If you’re wondering where that quote comes from, it’s a response ChatGPT generated when asked to create a quote about itself.
OpenAI’s ChatGPT, in simple terms, is a general-purpose chatbot that uses artificial intelligence (AI) to understand user prompts and generate human-like responses.
Released on November 30, 2022, ChatGPT gained
one million users in five days and over
100 million users in less than two months, making it the fastest-growing consumer app in history.
People are talking about it and talking
to it, but it’s not all sunshine and rainbows.
Less than four months after it was released, ChatGPT suffered a data breach.

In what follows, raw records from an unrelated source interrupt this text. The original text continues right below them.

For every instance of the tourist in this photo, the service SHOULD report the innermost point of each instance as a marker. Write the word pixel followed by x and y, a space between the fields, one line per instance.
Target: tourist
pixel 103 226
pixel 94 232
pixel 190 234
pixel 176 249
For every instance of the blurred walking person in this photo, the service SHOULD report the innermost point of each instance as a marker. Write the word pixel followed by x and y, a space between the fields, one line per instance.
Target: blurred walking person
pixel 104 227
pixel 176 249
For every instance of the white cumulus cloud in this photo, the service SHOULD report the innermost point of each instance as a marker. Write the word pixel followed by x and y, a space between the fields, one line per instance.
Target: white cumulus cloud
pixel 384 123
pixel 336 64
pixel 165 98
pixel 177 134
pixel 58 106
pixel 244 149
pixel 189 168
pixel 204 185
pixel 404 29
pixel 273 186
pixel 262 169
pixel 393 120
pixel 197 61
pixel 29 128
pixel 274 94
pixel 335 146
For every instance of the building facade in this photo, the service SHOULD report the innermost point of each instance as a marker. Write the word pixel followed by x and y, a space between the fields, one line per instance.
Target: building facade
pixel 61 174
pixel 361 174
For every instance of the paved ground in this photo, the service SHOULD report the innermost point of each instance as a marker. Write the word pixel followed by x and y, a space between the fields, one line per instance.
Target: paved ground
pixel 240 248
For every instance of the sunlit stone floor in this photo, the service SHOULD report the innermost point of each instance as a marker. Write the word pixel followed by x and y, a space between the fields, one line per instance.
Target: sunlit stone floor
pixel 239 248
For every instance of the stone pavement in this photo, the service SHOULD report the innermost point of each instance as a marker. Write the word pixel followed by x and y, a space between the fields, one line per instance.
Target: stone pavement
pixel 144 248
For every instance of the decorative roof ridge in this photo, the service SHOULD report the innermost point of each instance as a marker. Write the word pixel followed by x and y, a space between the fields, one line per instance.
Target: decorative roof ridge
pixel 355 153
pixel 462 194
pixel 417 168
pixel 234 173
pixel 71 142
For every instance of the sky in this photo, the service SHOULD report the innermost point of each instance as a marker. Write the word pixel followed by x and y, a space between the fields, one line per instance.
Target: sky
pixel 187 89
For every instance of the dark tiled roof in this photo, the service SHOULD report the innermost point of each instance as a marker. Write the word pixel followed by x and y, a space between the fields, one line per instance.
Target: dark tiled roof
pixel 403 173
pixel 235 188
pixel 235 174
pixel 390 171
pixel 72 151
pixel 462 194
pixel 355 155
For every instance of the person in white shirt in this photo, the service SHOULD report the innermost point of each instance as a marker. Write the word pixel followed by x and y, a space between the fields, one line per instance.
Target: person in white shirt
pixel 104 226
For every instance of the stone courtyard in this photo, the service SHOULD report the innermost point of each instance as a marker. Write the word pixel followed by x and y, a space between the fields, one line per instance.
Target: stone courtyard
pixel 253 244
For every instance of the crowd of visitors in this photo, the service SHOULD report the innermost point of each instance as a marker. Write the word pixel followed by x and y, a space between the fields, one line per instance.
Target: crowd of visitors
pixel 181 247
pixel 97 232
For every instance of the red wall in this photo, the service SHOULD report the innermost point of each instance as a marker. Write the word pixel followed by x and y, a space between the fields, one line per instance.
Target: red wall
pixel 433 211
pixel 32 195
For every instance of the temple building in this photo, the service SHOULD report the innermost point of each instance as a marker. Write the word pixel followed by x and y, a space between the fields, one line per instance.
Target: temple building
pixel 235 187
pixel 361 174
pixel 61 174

On March 20, 2023, OpenAI discovered a bug in the Redis client open-source library, redis-py, which OpenAI uses to cache ChatGPT user information for faster recall and access.
According to
OpenAI, the ChatGPT exploit exposed some users’ personal and payment information to other users. Such data included:
“[The bug] allowed some users to see titles from another active user’s chat history,” admitted OpenAI. “It’s also possible that the first message of a newly-created conversation was visible in someone else’s chat history if both users were active around the same time.”
With its user-friendly interface, human-like responses, and the breadth of topics it can handle, ChatGPT is racing past other large language models (LLMs) like Bard by Google and LLaMA by Meta.
However, with so much knowledge and potential at their fingertips, users can’t help but ask crucial questions like:
What are the drawbacks of ChatGPT? And what are the risks of using them in one’s business?
According to Security Intelligence by IBM Security, “Whenever you have a popular app or technology, it’s only a matter of time until threat actors target it.”
Depending on what you use it for and how you use it, using LLMs in the workplace may involve sharing sensitive or confidential information with an external service provider. So if you use ChatGPT, your prompt and all its details will be visible to OpenAI. The LLM you use will store your query and use it for further development.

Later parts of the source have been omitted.